Железнодорожные пассажиры

   Если поглядеть на нас просто, по-житейски, мы находимся в положении пассажиров, попавших в крушение в длинном железнодорожном туннеле, и притом в таком месте, где уже не видно света начала, а свет конца настолько слаб, что взгляд то и дело ищет его и снова теряет, и даже в существовании начала и конца нельзя быть уверенным. А вокруг себя, то ли от смятения чувств, то ли от их обострения, мы видим одних только чудищ, да еще, в зависимости от настроения и от раны, захватывающую или утомительную игру, точно в калейдоскопе. «Что мне делать?» или «Зачем мне это делать?» не спрашивают в этих местах.

Обыкновенная история

   Обыкновенная история: вынести ее – обыкновенный героизм. А. должен заключить с Б. важную сделку. Он отправляется для предварительного собеседования в Г., проделывает путь туда и обратно за десять минут в один конец и хвастается дома этой особенной скоростью. На следующий день он снова отправляется в Г., на сей раз для окончательного заключения сделки. Поскольку на это потребуется предположительно много часов, А. отправляется ранним утром.
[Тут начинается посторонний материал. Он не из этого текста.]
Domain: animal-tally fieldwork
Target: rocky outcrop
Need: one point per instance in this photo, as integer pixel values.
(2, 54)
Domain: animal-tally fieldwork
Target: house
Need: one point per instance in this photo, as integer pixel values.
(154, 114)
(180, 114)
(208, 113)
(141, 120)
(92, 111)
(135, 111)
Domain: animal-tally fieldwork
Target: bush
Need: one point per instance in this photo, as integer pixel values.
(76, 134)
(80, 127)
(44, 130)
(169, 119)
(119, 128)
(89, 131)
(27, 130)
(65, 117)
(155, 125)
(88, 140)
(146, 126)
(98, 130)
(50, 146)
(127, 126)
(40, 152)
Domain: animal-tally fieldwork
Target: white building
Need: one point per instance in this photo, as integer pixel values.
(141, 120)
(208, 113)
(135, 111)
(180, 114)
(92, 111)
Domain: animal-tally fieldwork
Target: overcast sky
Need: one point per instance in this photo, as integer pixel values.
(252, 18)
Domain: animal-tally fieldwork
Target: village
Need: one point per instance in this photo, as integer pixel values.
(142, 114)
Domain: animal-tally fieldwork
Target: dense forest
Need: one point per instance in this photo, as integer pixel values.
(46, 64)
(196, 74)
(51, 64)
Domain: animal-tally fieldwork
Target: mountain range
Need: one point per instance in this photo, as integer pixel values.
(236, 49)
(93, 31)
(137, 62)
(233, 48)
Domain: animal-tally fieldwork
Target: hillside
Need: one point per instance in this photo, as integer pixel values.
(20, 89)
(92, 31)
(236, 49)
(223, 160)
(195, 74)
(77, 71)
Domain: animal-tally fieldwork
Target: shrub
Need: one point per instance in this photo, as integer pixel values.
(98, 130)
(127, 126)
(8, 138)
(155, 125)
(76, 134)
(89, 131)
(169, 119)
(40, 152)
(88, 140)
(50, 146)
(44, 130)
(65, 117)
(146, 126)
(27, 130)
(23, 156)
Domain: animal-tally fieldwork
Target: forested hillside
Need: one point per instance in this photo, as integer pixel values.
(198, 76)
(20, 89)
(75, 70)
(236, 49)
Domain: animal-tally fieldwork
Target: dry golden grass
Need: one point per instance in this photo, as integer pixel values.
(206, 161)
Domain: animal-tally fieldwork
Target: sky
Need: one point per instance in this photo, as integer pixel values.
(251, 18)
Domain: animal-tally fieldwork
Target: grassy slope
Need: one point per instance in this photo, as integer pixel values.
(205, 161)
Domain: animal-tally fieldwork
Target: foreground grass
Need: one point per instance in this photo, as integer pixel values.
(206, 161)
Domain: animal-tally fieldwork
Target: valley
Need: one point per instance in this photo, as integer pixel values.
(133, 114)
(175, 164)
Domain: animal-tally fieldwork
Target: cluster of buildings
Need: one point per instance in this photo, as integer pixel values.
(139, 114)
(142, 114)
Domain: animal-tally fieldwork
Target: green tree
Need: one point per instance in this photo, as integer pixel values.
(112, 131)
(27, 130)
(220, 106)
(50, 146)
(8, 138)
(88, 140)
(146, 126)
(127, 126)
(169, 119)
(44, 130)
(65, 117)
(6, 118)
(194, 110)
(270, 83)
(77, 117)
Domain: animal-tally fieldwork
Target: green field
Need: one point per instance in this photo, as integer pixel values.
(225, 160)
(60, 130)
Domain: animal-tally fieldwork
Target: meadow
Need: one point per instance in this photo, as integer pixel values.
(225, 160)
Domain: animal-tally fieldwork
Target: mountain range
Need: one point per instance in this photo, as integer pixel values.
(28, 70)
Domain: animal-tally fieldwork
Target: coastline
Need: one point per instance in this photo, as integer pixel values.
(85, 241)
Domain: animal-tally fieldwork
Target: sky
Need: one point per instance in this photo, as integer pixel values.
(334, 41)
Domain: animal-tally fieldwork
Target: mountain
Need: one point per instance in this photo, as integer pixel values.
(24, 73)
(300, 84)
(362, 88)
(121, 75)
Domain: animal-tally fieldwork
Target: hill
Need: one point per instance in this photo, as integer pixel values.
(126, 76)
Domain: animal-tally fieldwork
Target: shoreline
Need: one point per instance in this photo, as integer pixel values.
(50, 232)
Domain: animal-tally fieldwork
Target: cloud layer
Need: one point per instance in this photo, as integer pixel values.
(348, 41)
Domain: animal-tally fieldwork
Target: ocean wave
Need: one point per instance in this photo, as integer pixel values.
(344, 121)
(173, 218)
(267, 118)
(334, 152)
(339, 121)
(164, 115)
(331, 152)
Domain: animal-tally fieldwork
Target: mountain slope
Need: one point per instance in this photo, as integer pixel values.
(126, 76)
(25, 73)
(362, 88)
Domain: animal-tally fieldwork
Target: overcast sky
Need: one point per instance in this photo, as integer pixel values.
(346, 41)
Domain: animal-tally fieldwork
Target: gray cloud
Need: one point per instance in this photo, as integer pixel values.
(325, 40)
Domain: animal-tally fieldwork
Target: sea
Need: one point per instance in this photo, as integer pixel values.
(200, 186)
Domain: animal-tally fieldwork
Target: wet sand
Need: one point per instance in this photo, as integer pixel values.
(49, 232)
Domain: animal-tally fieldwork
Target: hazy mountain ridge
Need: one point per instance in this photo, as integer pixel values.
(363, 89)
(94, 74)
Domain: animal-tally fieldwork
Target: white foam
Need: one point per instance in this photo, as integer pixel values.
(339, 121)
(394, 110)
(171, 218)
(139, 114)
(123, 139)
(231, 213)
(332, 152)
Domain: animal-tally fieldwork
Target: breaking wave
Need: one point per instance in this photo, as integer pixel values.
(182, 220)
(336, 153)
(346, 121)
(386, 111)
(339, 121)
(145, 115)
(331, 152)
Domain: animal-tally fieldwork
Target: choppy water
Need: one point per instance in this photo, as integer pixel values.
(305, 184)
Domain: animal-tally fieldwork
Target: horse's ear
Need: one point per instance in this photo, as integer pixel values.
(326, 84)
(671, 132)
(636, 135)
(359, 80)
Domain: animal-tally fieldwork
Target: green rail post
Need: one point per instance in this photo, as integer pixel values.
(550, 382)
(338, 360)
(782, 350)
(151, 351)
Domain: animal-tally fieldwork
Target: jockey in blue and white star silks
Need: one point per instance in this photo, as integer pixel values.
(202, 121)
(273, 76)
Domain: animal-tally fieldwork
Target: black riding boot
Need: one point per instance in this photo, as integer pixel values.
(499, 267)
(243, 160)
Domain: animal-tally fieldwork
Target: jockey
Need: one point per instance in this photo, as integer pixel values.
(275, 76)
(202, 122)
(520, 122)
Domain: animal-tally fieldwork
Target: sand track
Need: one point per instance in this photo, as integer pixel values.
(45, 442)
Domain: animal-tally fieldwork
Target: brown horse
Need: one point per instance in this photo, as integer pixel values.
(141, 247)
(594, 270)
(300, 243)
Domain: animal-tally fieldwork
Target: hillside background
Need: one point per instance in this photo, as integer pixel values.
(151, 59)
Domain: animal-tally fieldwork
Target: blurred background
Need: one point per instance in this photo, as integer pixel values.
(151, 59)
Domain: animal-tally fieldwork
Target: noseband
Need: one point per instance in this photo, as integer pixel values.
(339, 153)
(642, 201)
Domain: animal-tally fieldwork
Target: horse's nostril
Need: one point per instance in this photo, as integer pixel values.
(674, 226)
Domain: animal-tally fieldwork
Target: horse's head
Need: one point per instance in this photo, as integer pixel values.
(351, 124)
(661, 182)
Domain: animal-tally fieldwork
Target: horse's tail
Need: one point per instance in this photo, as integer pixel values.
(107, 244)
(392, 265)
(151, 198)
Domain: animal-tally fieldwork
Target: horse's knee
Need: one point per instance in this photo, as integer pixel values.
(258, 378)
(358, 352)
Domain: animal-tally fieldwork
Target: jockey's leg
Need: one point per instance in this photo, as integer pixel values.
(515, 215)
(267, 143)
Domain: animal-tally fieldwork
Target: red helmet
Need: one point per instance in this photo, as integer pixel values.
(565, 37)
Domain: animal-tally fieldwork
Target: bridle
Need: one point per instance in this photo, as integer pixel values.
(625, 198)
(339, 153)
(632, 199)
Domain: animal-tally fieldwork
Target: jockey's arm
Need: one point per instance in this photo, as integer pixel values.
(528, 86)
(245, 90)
Хотя все побочные обстоятельства, по крайней мере по мнению А., совершенно таковы же, как накануне, на дорогу в Г. у него уходит на этот раз десять часов. Когда он, усталый, прибывает туда вечером, ему говорят, что Б., рассердившись из-за отсутствия А., полчаса назад отправился в свою деревню и они, собственно, должны были встретиться на дороге. А. советуют подождать, но А., в страхе за сделку, тотчас же уходит и спешит домой.
   На сей раз он проделывает обычный путь, не обращая на это особого внимания, прямо-таки в одно мгновение. Дома он узнает, что Б. ведь приходил уже рано утром – сразу после ухода А.; он даже встретил А. в дверях, напомнил ему о сделке, но А. сказал, что ему сейчас некогда, что он сейчас куда-то спешит.
   Но несмотря на это непонятное поведение А., Б. остался здесь, чтобы подождать А. Он, правда, уже не раз спрашивал, не вернулся ли А., но еще находился наверху, в комнате А. Радуясь, что сможет наконец поговорить с Б. и все объяснить ему, А. бежит вверх по лестнице. Он уже почти наверху, как вдруг спотыкается, растягивает себе сухожилие и, от боли теряя сознание, не в силах даже кричать, лишь скуля в темноте, он слышит, как Б. – непонятно, вдалеке или совсем рядом с ним – с яростным топотом сбегает по лестнице и окончательно исчезает.

Правда о Санчо Пансе

   Занимая его в вечерние и ночные часы романами о рыцарях и разбойниках, Санчо Панса, хоть он никогда этим не хвастался, умудрился с годами настолько отвлечь от себя своего беса, которого он позднее назвал Дон Кихотом, что тот стал совершать один за другим безумнейшие поступки, каковые, однако, благодаря отсутствию облюбованного объекта – а им-то как раз и должен был стать Санчо Панса – никому не причиняли вреда. Человек свободный, Санчо Панса, по-видимому, из какого-то чувства ответственности хладнокровно сопровождал Дон Кихота в его странствиях, до конца его дней находя в этом увлекательное и полезное занятие.

Молчание сирен

   Доказательство того, что и недостаточные, даже ребяческие средства могут послужить для спасения.
   Чтобы уберечься от сирен, Одиссей заткнул себе воском уши и велел приковать себя к мачте. Подобным образом могли, конечно, испокон веков поступать все путешественники, кроме тех, кого сирены заманивали уже издалека, но во всем мире было известно, что это нисколько не помогает. Пение сирен пронизывало все, и страсть соблазненных смахнула бы и не такие помехи, как цепи и мачта. Но об этом Одиссей не думал, хотя он, может быть, и слышал об этом, Он целиком положился на горсть воска и оковы и, невинно радуясь своему ухищрению, плыл сиренам навстречу.
   Но у сирен есть оружие более страшное, чем пение, а именно – молчание. Хотя этого не случалось, но можно представить себе, что от их пения кто-то и спасся, но уж от их молчания наверняка не спасся никто. Чувству, что ты победил их собственными силами, и, как следствие этого, безудержной заносчивости не может сопротивляться ничто на земле.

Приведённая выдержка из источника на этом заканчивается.